While the original plan was for the county to take over sole ownership (and responsibility for) the airport, a snag developed because the 800-acre airport is a hodgepodge of individual parcels. Four of them are owned by Alma and eight by the county. The rest are owned collectively by the Airport Authority.
At first, county officials asked Alma officials to sell the city’s four parcels to the county for $1 each.
“It just makes sense that whoever has responsibility and liability should have the ground, too,” said County Commissioner John Lemmermann.
That was unacceptable to Alma Mayor Greg Mapes and City Commissioner Michelle Pitts, who attended a Sept. 30 meeting with county officials.

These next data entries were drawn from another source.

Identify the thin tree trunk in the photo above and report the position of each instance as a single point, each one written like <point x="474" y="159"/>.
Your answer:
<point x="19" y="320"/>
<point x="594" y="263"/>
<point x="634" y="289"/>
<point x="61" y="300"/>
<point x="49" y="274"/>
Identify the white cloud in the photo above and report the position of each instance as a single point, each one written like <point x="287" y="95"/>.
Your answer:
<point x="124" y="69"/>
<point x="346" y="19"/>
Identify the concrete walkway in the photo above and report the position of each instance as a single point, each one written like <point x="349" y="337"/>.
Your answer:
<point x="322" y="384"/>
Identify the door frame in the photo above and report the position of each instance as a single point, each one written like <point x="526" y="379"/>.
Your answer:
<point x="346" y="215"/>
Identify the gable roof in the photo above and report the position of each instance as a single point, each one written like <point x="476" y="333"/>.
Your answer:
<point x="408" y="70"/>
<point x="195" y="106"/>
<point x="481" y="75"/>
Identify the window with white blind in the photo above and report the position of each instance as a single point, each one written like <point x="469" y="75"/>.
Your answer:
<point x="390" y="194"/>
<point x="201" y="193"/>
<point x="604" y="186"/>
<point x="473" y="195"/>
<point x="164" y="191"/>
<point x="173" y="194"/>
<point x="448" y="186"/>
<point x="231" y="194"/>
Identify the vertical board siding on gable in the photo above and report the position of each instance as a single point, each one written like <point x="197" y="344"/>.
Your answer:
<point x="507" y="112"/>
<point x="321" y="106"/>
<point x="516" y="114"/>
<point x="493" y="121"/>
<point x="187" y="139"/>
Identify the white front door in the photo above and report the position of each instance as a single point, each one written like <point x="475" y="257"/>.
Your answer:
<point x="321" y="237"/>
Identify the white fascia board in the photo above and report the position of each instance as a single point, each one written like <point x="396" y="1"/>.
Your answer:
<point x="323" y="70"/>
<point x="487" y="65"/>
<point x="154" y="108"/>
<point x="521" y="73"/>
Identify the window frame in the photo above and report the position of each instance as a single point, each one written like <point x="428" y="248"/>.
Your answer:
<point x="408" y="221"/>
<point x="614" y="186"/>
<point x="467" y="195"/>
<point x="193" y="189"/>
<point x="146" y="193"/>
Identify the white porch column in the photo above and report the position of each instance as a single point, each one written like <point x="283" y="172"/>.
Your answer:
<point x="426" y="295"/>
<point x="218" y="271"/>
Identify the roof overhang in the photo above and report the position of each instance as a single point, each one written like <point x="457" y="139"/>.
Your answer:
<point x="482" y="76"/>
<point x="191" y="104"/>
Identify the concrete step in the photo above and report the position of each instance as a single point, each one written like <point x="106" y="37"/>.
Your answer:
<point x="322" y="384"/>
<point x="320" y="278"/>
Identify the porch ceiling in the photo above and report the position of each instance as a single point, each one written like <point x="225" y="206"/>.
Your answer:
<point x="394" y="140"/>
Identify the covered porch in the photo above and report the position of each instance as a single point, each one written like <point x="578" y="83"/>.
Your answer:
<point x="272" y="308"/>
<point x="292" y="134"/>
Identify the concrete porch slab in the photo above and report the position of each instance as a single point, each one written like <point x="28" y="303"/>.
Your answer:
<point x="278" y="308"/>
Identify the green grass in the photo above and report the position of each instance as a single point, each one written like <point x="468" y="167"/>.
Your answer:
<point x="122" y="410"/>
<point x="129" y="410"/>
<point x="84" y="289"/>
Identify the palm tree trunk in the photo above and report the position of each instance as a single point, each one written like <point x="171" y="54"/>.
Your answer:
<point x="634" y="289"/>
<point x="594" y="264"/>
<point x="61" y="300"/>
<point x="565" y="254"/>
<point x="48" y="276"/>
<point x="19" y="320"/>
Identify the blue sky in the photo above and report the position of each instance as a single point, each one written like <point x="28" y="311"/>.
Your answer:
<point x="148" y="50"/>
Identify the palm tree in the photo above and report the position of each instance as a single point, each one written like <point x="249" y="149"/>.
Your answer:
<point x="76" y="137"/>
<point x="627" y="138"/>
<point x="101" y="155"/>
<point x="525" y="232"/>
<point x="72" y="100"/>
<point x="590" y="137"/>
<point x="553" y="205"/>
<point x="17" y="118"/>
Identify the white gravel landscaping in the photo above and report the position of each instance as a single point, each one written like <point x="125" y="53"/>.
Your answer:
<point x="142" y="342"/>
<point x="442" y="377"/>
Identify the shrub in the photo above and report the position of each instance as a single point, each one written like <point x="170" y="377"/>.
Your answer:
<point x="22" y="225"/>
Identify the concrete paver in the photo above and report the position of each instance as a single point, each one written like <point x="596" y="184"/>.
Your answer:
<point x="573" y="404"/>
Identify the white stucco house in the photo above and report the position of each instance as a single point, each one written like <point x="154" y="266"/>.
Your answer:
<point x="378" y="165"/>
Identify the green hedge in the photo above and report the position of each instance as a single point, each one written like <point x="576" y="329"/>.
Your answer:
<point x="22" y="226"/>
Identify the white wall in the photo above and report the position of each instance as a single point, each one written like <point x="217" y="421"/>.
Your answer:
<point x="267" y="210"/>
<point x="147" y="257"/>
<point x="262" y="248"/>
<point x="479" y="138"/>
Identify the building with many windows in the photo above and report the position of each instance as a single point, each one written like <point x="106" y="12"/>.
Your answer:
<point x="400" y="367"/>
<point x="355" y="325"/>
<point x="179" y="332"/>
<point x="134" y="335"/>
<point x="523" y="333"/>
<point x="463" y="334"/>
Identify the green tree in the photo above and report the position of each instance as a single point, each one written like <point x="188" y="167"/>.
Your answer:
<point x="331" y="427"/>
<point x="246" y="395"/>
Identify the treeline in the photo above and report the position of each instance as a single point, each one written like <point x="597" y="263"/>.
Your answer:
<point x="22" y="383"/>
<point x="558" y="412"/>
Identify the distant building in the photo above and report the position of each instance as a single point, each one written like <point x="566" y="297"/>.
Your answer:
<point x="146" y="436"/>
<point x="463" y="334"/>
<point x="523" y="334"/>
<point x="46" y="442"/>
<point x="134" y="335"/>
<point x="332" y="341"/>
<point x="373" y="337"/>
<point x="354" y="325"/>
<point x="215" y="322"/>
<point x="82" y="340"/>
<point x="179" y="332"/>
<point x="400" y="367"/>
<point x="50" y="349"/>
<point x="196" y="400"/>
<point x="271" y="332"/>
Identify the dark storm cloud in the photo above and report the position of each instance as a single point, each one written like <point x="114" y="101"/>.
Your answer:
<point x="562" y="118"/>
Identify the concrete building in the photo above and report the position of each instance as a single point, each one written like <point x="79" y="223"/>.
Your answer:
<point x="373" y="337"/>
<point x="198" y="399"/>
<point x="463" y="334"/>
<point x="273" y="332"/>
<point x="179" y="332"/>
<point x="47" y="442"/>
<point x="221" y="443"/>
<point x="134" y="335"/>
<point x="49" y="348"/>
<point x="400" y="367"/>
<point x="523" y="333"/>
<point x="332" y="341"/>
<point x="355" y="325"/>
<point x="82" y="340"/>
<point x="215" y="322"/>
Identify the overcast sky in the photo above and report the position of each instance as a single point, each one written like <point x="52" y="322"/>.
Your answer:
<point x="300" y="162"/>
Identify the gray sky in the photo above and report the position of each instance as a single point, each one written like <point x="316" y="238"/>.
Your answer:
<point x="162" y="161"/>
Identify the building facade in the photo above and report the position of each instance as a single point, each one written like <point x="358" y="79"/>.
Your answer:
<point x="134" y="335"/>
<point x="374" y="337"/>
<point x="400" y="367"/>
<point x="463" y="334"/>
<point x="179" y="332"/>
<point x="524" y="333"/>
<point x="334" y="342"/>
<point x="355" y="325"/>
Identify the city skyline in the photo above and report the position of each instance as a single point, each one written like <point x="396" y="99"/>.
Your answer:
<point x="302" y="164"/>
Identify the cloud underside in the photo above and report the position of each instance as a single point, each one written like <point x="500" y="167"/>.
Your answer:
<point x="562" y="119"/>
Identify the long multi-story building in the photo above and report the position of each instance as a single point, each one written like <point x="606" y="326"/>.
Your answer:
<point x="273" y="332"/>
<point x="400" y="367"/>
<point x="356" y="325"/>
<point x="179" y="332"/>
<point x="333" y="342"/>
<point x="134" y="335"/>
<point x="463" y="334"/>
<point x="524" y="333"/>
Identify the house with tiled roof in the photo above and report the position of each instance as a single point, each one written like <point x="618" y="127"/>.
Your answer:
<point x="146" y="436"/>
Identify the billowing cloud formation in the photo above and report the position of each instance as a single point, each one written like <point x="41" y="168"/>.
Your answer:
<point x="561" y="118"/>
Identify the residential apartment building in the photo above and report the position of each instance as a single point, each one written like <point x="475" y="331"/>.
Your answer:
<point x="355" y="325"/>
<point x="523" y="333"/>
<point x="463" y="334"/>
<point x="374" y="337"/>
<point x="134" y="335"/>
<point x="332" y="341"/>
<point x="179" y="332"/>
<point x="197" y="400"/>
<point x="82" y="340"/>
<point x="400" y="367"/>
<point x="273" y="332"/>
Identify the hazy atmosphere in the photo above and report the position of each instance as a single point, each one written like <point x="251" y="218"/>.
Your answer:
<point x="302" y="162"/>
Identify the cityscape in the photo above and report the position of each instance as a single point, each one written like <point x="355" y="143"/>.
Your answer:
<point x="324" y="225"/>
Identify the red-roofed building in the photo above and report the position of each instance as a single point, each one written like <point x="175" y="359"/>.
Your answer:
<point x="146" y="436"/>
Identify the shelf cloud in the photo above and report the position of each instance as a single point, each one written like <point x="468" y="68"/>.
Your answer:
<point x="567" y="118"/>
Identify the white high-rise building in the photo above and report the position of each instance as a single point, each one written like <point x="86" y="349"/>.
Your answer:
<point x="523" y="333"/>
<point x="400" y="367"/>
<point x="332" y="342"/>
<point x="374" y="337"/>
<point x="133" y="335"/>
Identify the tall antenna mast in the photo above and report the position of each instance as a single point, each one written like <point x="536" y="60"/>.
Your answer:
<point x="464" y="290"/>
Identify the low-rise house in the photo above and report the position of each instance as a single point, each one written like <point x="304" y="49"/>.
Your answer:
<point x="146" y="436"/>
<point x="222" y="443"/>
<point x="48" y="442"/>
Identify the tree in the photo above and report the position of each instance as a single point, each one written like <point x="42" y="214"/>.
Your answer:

County Commissioner Sam Smith proposed turning the tables. What if the county sells its eight airport parcels to the city for $1 each and Alma runs the airport?

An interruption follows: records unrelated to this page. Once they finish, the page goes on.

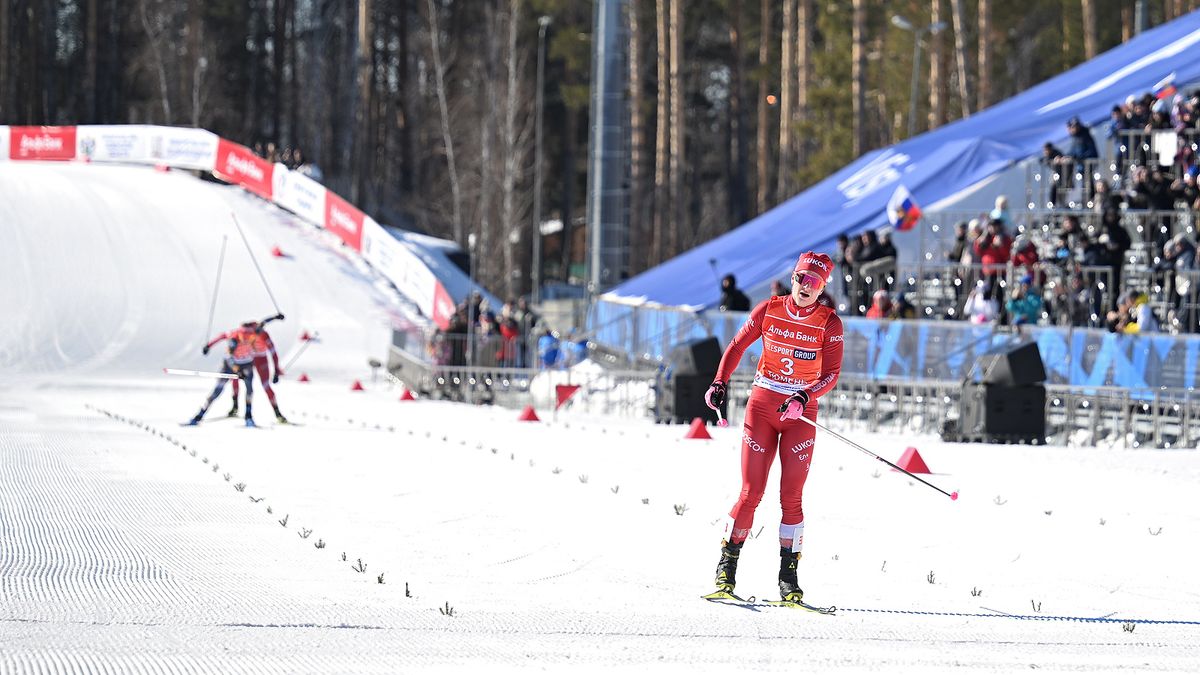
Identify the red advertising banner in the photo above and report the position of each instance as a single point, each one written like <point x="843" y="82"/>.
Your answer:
<point x="238" y="165"/>
<point x="42" y="143"/>
<point x="343" y="220"/>
<point x="443" y="305"/>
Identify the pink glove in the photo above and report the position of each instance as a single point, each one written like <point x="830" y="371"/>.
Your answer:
<point x="715" y="395"/>
<point x="793" y="406"/>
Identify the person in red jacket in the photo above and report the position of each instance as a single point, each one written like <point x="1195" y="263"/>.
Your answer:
<point x="994" y="249"/>
<point x="237" y="362"/>
<point x="802" y="345"/>
<point x="262" y="348"/>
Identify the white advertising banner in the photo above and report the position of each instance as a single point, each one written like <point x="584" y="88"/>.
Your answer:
<point x="183" y="148"/>
<point x="113" y="143"/>
<point x="400" y="266"/>
<point x="300" y="195"/>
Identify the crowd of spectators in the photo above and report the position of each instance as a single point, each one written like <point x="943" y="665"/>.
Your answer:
<point x="291" y="157"/>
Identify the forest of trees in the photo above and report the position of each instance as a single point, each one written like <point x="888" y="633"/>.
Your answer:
<point x="421" y="112"/>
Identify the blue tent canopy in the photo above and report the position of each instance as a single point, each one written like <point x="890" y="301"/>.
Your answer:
<point x="933" y="166"/>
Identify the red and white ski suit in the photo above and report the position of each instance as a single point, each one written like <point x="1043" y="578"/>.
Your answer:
<point x="801" y="350"/>
<point x="262" y="347"/>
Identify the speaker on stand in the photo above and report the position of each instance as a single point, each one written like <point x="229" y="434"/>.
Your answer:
<point x="693" y="368"/>
<point x="1005" y="398"/>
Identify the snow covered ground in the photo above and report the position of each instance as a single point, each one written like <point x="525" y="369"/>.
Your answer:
<point x="378" y="536"/>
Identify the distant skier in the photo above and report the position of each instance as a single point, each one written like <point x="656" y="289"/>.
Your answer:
<point x="237" y="362"/>
<point x="801" y="362"/>
<point x="264" y="347"/>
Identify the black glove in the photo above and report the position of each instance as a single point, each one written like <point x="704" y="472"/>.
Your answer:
<point x="715" y="395"/>
<point x="802" y="395"/>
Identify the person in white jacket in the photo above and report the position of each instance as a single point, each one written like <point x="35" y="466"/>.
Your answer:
<point x="982" y="308"/>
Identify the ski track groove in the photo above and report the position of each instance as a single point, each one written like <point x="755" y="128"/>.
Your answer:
<point x="82" y="541"/>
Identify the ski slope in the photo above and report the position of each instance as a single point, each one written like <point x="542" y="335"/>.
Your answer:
<point x="377" y="536"/>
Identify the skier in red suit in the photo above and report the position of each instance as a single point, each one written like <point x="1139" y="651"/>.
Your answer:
<point x="264" y="347"/>
<point x="237" y="362"/>
<point x="802" y="345"/>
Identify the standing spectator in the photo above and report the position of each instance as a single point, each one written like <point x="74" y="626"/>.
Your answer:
<point x="1119" y="243"/>
<point x="1025" y="256"/>
<point x="845" y="264"/>
<point x="868" y="251"/>
<point x="1051" y="157"/>
<point x="1141" y="316"/>
<point x="1001" y="211"/>
<point x="982" y="308"/>
<point x="1081" y="147"/>
<point x="732" y="298"/>
<point x="881" y="305"/>
<point x="887" y="249"/>
<point x="547" y="350"/>
<point x="901" y="308"/>
<point x="1025" y="304"/>
<point x="1120" y="317"/>
<point x="1113" y="132"/>
<point x="1080" y="150"/>
<point x="959" y="250"/>
<point x="994" y="249"/>
<point x="960" y="243"/>
<point x="1185" y="190"/>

Mapes and Pitts were reportedly intrigued by that possibility but said research must be done before an answer can be given.
Lemmermann predicted that Alma will duplicate research the Airport Authority already did. “They’re going to go down the rabbit hole of basically what our airport committee did of investigating everything trying to find out costs,” he said.
And that’s where we stand now. Alma officials consider the offer and wonder if county officials are telling them everything.
Oh, and five of the seven Alma city commissioner seats are on the Nov. 8 ballot. Incumbents Nick Piccolo and Audra Stahl are not seeking reelection. Incumbents Pitts, Daniel Wernick and Roxann Harrington are running again.
Challengers are Laurie Harrison, Doug Haney, Ricky Gallop, William Gorton, Gene G. Smith, Andrew Bare and Randy Clark. (All candidates are invited to contact the Sentinel if they’d like to weigh in on this issue.)
Alma city commissioners discussed the airport situation at their Oct. 11 meeting.
“They wanted us to sell them all our parcels for a dollar (each),” said Pitts, who was at the Sept. 30 meeting. “And they didn’t think there was anything wrong with selling it for a dollar (each). I do see something wrong with that. And they were ready for us to make (a decision) that day. We would not make it that day.”
“As far as I’m concerned everything’s on the table,” said Mapes. “I want to be above board with everybody. I don’t have a specific agenda. Everybody on this board is about the same mind. I want everybody to understand what we’re doing. If we’re giving away property, maybe it’s a great thing. I don’t know.”
Commissioner Stahl suggested that someone should read past meeting minutes of the county commission to see if there’s a clue of what that body’s true intention is.
Rabbits and gold
County commissioners discussed the airport situation at their Oct. 18 meeting.
“(City officials) seem to think we have some rabbit that we’re going to pull out of our hat to make the airport work,” Lemmermann said.
“(Alma officials) can’t make a decision,” Smith said. “They really believe that we’ve struck gold there. They just believe that we’ve got some plan that (the airport) is going to be Las Vegas or something tomorrow.”
Lemmermann said that Ithaca City Manager Jamey Conn joked that “they were going to lock (Alma City Manager Aeric Ripley) and I in a room on Thanksgiving, and no turkey, no football until we deal.”
“I think you’re locking the wrong guy,” Smith replied. “You’ve got to grab the mayor (Mapes). Aeric can see the trees, and he sees the forest. Alma just sees the trees.”
Though Lemmermann and Smith have rode point on the airport over the last year, Lemmermann was defeated in the Aug. 2 primary by Dave Owens and has just four meetings left in his county commission career. Commission Chairman Chuck Murphy didn’t seek re-election, so there will be at least two new county commissioners come January.
“I don’t think anything’s going to happen fast,” Smith said. “I think they’re going to need to see the election and see who the new people are and decide from there.”